Yo estaba a punto de decirle grave, prudente, pero sinceramente:

«¿Cómo estás, Leland? Me alegro de volver a verte», pero nunca llegué a decirlo. La señora de las bolsas de plástico, que tenía una voz chillona y penetrante, gritó:

—¡Oh, Dios mío! ¡Walter F. Starbuck! ¿Eres tú realmente?

No intento siquiera reproducir su acento en letra impresa.

Pensé que estaba loca. Pensé que habría repetido como un loro cualquier nombre que Clewes hubiese decidido adjudicarme. Si él me hubiese dicho «Bumppious Q. Bangwhistle», estaba seguro de que habría gritado «¡Oh, Dios mío! ¡Bumppious Q. Bangwhistle! ¿Eres tú realmente?»

Luego empezó a posar las bolsas de plástico apoyándolas en mis piernas, como si yo fuese una boca de riego oportuna. Tenía como seis bolsas, que yo más tarde examinaría con calma. Eran de las tiendas más caras de la ciudad: Henry Bendel, Tiffanys, Sloane’s, Bergdorf Goodman, Bloomingdale’s, Abercrombie & Fitch. Todas salvo la de Abercrombie & Fitch, por otra parte, que pronto entraría en quiebra, eran subsidiarias de la RAMJAC Corporation. En las bolsas llevaba andrajos, recogidos de cubos de basura. Sus posesiones más valiosas las llevaba en los playeros.

Intenté ignorarla. Aunque me inmovilizó con las bolsas, seguí mirando a Leland Clewes a la cara.

—Tienes muy buen aspecto —le dije.

—Me encuentro muy bien —dijo—. Y Sarah también está muy bien. Supongo que te alegrará saberlo.

—Claro que me alegra —dije—. Es una chica estupenda.

Sarah ya no era una chica, claro.

Clewes me explicó entonces que aún trabajaba algo de enfermera, aunque no jornada completa.

—Me alegro —dije.

Ante mi horror, sentí como si un vampiro repugnante se hubiese descolgado de los aleros de un edificio y hubiese aterrizado en mi muñeca. La señora de las bolsas de plástico me había agarrado con su sucia manecita.

—¿Es tu mujer? —dijo él.

—¿Mi qué? —dije yo.

Pensaba que me había hundido tanto que aquella espantosa vieja y yo formábamos pareja.

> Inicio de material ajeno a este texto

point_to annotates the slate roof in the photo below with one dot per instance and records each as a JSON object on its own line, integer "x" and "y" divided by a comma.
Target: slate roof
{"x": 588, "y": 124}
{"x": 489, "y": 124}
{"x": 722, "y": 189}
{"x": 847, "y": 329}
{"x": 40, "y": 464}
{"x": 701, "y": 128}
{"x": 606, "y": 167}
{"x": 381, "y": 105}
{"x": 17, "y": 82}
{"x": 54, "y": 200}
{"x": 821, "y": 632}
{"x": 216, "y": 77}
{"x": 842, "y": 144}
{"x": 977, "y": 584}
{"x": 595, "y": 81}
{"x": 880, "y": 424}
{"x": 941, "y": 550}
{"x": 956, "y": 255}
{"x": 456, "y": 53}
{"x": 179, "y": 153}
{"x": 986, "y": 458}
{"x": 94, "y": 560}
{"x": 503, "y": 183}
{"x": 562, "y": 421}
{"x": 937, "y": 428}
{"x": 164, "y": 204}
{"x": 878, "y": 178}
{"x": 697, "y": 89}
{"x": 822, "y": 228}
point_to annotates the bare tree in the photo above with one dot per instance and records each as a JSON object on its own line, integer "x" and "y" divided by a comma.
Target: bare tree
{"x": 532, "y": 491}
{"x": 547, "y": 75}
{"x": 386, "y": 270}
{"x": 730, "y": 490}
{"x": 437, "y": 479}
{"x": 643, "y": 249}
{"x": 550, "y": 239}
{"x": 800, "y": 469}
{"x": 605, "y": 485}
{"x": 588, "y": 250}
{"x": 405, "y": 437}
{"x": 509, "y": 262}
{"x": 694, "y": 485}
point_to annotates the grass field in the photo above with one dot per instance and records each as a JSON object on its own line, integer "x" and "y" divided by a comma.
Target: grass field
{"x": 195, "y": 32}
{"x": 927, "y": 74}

—¡Es la primera vez que la veo! —dije.

—¡Oh, Walter, Walter, Walter, Walter! —chilló ella—. ¿Cómo puedes decir una cosa así?

Le aparté la mano; pero en cuanto volví mi atención a Clewes, volvió a agarrarme la muñeca.

—Haz como si no existiera —dije—. Es un disparate. No tiene ninguna relación conmigo. No quiero que estropee este momento, que significa mucho para mí.

—Oh, Walter, Walter, Walter —dijo ella—. ¿Qué ha sido de ti? Tú no eres el Walter F. Starbuck que yo conocí.

—Desde luego —dije—. Porque tú no conociste jamás a ningún Walter F. Starbuck, y en cambio este hombre sí. Y dije a Clewes:

—Supongo que sabes que he pasado yo también una temporada en la cárcel.

—Sí —dijo él—. Sarah y yo lo sentimos muchísimo.

—Salí ayer por la mañana —dije.

—Te quedan días difíciles por delante —dijo él—. ¿Tienes a alguien que se cuide de ti?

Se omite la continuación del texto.